Sí, lo hizo. No sé si obligada por mi penetrante y atenta mirada, pero me sonrió. Sin pararse pasó de largo y entró en el baño que se situaba a mi espalda, a poco más de un metro de donde yo me encontraba. El tiempo que estuvo dentro del aseo se me hizo eterno. Me había sonreído. ¿Sería una señal?¿Habría entrado en el baño por necesidad o es que quería hacerse notar, ponerme a prueba? Fuese lo que fuese, había conseguido captar mi atención y ponerme nervioso. Por fin salió del baño y se detuvo en la barra, a escasos centímetros de donde yo me encontraba, sin volver a tener en cuenta mi presencia. Pagó su consumición y se dispuso a marcharse. Yo no sabía qué hacer. ¿Hablarle, invitarla? Podría quedar como un madurito desesperado. La verdad es que mi aspecto aquella mañana no era el más atractivo. Me quedé clavado al taburete, sin capacidad de reacción, viéndola dirigirse hacia la puerta de salida.

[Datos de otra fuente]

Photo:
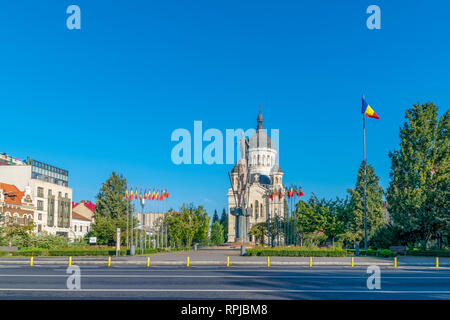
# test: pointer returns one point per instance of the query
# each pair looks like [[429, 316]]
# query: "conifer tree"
[[374, 195], [418, 194]]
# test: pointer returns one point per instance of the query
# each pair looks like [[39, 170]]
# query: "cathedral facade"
[[252, 179]]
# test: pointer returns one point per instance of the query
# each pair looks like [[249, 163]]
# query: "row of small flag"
[[147, 195], [289, 193]]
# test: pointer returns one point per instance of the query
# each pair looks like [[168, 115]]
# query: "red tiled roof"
[[88, 204], [79, 217], [12, 190]]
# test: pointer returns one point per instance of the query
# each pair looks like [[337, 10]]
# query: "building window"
[[40, 192]]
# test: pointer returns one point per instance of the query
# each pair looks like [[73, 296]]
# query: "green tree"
[[111, 211], [308, 219], [215, 217], [334, 212], [259, 230], [189, 226], [418, 193], [216, 234], [224, 223], [375, 212]]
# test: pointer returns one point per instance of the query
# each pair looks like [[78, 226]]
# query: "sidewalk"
[[219, 257]]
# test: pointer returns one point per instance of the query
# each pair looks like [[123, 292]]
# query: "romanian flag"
[[368, 111]]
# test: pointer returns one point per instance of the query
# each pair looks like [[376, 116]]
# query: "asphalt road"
[[219, 282]]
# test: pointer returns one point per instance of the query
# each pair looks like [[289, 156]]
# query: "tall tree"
[[215, 217], [418, 193], [224, 223], [110, 199], [189, 226], [375, 213], [111, 210], [216, 234]]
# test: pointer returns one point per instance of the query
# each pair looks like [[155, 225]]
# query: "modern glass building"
[[48, 173]]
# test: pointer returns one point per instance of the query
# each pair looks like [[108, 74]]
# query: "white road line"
[[233, 290]]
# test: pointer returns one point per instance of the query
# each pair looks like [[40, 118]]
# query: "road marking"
[[233, 290]]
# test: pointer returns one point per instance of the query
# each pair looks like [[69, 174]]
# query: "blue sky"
[[107, 97]]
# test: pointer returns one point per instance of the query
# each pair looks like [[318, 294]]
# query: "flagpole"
[[365, 184]]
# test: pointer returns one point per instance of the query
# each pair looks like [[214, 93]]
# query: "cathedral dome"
[[260, 140]]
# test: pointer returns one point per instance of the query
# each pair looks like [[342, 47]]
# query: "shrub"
[[428, 253], [297, 252]]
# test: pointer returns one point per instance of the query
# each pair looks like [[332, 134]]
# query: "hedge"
[[297, 252], [82, 251], [428, 253], [374, 252]]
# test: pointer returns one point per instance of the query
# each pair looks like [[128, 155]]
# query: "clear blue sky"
[[107, 97]]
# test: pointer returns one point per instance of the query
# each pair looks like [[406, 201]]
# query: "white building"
[[259, 172], [52, 197], [80, 226]]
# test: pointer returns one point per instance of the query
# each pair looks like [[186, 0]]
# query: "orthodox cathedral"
[[252, 179]]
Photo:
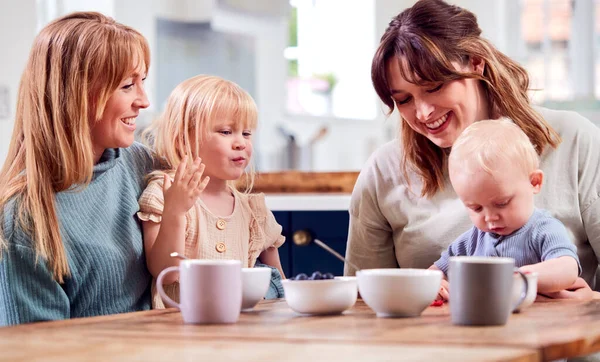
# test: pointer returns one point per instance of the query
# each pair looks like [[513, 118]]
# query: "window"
[[329, 58]]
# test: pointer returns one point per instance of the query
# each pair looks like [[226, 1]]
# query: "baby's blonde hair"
[[193, 108], [486, 144]]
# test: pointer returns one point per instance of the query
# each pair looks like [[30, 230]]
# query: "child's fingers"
[[202, 185], [444, 293], [166, 182], [180, 170], [197, 177]]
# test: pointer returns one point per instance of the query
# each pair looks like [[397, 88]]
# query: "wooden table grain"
[[543, 332]]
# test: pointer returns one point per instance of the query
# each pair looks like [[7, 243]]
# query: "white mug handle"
[[523, 291], [170, 302]]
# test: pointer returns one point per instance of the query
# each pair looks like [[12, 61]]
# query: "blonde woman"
[[71, 245], [435, 69], [194, 208]]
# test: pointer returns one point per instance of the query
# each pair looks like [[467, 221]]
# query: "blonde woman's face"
[[118, 123], [440, 111], [227, 151]]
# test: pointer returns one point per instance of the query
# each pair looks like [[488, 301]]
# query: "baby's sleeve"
[[152, 202], [463, 245], [552, 241]]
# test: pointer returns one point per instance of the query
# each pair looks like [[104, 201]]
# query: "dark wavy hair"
[[428, 37]]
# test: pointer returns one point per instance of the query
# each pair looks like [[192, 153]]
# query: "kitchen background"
[[307, 62]]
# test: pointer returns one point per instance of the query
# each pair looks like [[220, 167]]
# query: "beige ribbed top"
[[243, 235]]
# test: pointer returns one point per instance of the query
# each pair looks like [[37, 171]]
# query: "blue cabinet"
[[331, 227]]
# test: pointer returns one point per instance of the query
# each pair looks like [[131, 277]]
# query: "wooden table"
[[273, 332]]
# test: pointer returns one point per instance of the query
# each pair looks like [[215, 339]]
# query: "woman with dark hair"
[[435, 69]]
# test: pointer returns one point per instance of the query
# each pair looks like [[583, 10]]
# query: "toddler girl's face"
[[500, 203], [227, 150]]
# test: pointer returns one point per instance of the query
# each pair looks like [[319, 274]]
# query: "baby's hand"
[[181, 194], [444, 292]]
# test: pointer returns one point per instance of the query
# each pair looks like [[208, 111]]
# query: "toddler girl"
[[205, 137]]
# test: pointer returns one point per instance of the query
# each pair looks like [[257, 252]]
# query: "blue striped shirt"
[[542, 238]]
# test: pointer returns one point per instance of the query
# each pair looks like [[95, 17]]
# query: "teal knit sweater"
[[103, 241]]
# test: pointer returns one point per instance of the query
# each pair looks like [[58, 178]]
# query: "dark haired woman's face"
[[438, 111]]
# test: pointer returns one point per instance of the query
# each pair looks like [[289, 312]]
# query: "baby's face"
[[500, 203]]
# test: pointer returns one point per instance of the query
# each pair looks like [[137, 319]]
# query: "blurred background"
[[307, 62]]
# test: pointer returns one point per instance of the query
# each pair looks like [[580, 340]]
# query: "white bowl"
[[398, 292], [330, 296], [518, 288], [255, 283]]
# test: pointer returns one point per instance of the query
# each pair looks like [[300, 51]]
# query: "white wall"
[[17, 30]]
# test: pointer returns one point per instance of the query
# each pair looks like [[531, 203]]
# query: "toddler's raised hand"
[[444, 292], [181, 194]]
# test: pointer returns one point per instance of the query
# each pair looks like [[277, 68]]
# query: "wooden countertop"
[[273, 332], [299, 182]]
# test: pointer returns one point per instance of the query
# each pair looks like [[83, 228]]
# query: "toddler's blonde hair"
[[489, 145], [192, 110]]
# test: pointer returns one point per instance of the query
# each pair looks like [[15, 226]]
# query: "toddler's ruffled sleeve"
[[152, 202], [264, 229]]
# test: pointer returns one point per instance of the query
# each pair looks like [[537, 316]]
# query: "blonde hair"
[[192, 110], [490, 145], [75, 65], [429, 37]]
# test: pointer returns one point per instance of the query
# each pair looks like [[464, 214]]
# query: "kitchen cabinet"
[[329, 226]]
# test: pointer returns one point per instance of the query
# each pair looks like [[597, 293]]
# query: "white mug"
[[210, 291]]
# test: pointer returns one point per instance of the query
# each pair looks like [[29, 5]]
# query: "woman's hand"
[[579, 290], [181, 194]]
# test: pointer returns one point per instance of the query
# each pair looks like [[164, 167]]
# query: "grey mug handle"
[[524, 291]]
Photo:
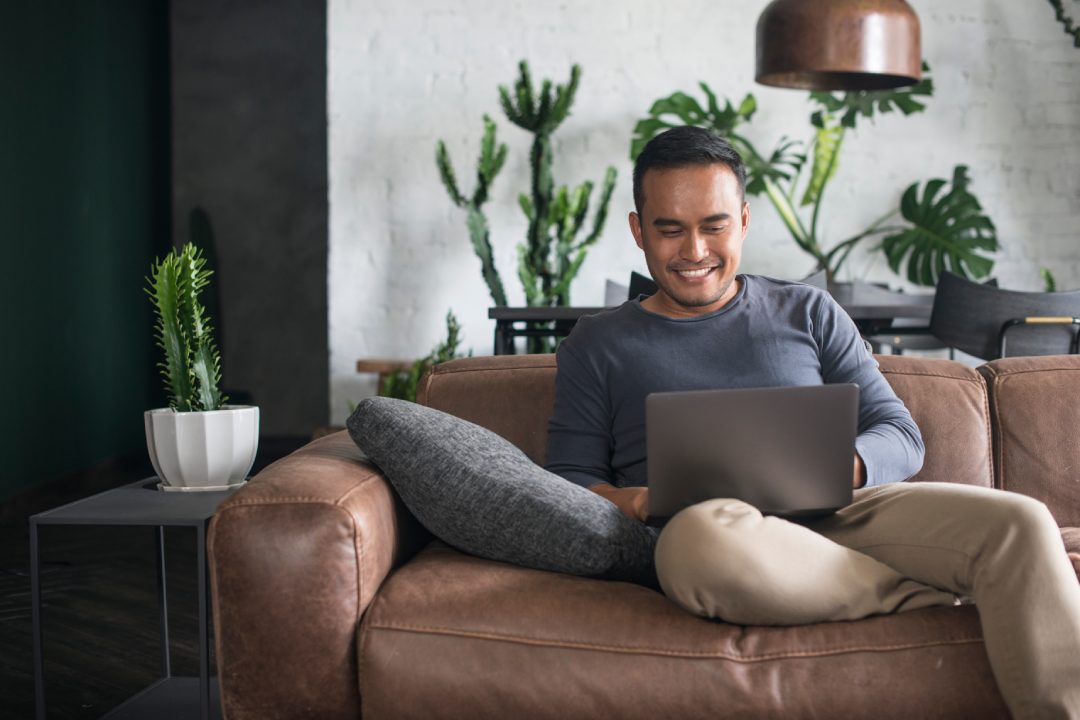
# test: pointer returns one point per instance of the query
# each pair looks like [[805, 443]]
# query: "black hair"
[[679, 147]]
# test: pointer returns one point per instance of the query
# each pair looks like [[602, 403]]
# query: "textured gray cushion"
[[474, 490]]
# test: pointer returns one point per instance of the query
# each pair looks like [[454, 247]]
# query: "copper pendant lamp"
[[838, 44]]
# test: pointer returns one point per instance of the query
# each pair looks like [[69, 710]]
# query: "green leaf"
[[851, 105], [826, 149], [946, 232], [446, 173], [1048, 280]]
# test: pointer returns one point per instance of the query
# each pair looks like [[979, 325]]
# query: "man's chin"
[[701, 299]]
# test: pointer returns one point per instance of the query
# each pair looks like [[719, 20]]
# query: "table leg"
[[203, 630], [39, 661], [166, 668]]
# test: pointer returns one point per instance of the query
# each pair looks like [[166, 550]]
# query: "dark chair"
[[984, 321]]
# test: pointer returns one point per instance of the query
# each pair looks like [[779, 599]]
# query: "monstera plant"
[[943, 231]]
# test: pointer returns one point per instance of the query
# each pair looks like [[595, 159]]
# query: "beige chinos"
[[896, 547]]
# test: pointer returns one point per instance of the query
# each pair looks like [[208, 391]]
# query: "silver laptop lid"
[[785, 450]]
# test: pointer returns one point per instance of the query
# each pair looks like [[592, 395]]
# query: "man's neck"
[[664, 304]]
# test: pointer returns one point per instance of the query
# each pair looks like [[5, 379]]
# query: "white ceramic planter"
[[202, 450]]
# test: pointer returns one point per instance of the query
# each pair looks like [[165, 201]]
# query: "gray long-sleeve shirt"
[[772, 334]]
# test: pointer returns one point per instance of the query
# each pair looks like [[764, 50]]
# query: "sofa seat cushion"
[[449, 635]]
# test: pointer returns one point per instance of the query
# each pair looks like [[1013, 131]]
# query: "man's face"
[[691, 228]]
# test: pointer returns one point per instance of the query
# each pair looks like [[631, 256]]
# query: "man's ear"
[[635, 229]]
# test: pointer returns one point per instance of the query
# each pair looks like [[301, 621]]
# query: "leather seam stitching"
[[932, 375], [283, 501], [658, 651], [1004, 374], [441, 370]]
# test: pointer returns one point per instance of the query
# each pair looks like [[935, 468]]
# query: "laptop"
[[787, 451]]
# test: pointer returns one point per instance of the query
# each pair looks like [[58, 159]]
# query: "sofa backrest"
[[947, 402], [513, 395], [1035, 403]]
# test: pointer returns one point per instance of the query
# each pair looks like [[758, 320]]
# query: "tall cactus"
[[551, 257], [192, 367], [491, 159]]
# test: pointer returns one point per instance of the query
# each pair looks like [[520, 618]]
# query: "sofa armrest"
[[1034, 405], [296, 556]]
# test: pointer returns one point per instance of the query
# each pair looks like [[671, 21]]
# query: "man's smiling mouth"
[[699, 272]]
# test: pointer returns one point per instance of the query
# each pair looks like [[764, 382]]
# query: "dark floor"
[[99, 599]]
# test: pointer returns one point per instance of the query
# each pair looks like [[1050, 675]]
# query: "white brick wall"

No era capaz de apartar la mirada de ella, de sus caderas, mientras se marchaba. A la vez que salía del local la chica iba guardando en un pequeño bolso la libreta, o cuaderno, o agenda en la que, cuando cruzamos las miradas, ella anotaba o garabateaba. Y entonces noté cómo algo caía al suelo sin que ella se diese cuenta, a la vez que terminaba de salir de la cafetería. Salté del taburete como un felino y me apresuré a recoger el objeto, pequeño y alargado, que había visto caer de su bolso. Cuando lo recogí no era más que un simple bolígrafo. Una pluma, más bien. Tenía aspecto de pluma, pero realmente era un bolígrafo. Salí rápidamente a la calle con la esperanza de poder devolvérselo y tener, por fin, una excusa para entablar una conversación. Pero ya no estaba. Parecía que se la había tragado la tierra. Probablemente hubiera cogido un taxi, o alguien la esperaba en un vehículo, o se había metido en alguna de las muchas oficinas que atestaban la mayoría de los edificios que había en aquella calle. Seguía lloviendo y no era cuestión de entretenerse mucho bajo la lluvia. Y yo había perdido un tiempo precioso examinando el objeto al recogerlo del suelo. Se me había escapado.

Volví al interior de la cafetería, a mi lugar en la barra, y observé con detenimiento el bolígrafo. Ahora, al examinarlo entre mis dedos con más calma me di cuenta de que era un objeto muy bonito. De cuerpo negro, o azul marino, y de capuchón redondeado y nacarado. Lo estaba girando en la palma de mi mano cuando descubrí una pequeña inscripción que llevaba grabada: “Para Rosa, que cumplas tu gran sueño”.

Su gran sueño. Sentí una mezcla de curiosidad y pesadumbre. Curiosidad por conocer la historia que había detrás de aquel bolígrafo y de aquella inscripción. Pesadumbre porque, con seguridad, la pérdida de ese objeto le supondría a la chica una tremenda desazón. Ojalá me hubiera atrevido a hablar con ella cuando tuve la oportunidad. Había estado tan cerca. Había aspirado su aroma. ¡Me había sonreído! Y ahora yo tenía un objeto suyo que seguro que apreciaba sobremanera y no podía devolvérselo. Ni podía hablar con ella, ni tendría la oportunidad de que ella me lo pudiese agradecer. Me sentí frustrado.

Desde ese día no he podido quitármela de la mente. Sus ojos, su sonrisa, sus caderas alejándose hacia la puerta del local. Pero también su historia desconocida. Su gran sueño. Han pasado casi tres meses de aquello y todos los días he vuelto a la cafetería a la misma hora, me he sentado en el mismo lugar de la barra y he esperado, la vista fija en la puerta, con la esperanza de que apareciera de nuevo. Prácticamente he vivido los últimos meses en este lugar donde la vi por primera y única vez. Y por supuesto sigo llevando encima su bolígrafo con la esperanza de encontrarla algún día para devolvérselo y decirle que ella y su sueño desconocido me sirvieron de inspiración para contar esta historia. Sigo esperándola en esta esquina de la barra con la esperanza de poder volver a verla y leerle esta historia que he escrito sobre ella y sobre aquella lluviosa mañana de otoño en la que la encontré en la cafetería de la esquina del hospital. Y poder decirle que espero que haya cumplido su sueño. Sea cual sea ese gran sueño.
——–
Ha pasado el tiempo, vuelve a ser otoño y vuelve a llover como cada año. Y ella, que no se fue del todo nunca, ha vuelto a mi pensamiento por un motivo muy especial y que significará un punto de inflexión en mi vida…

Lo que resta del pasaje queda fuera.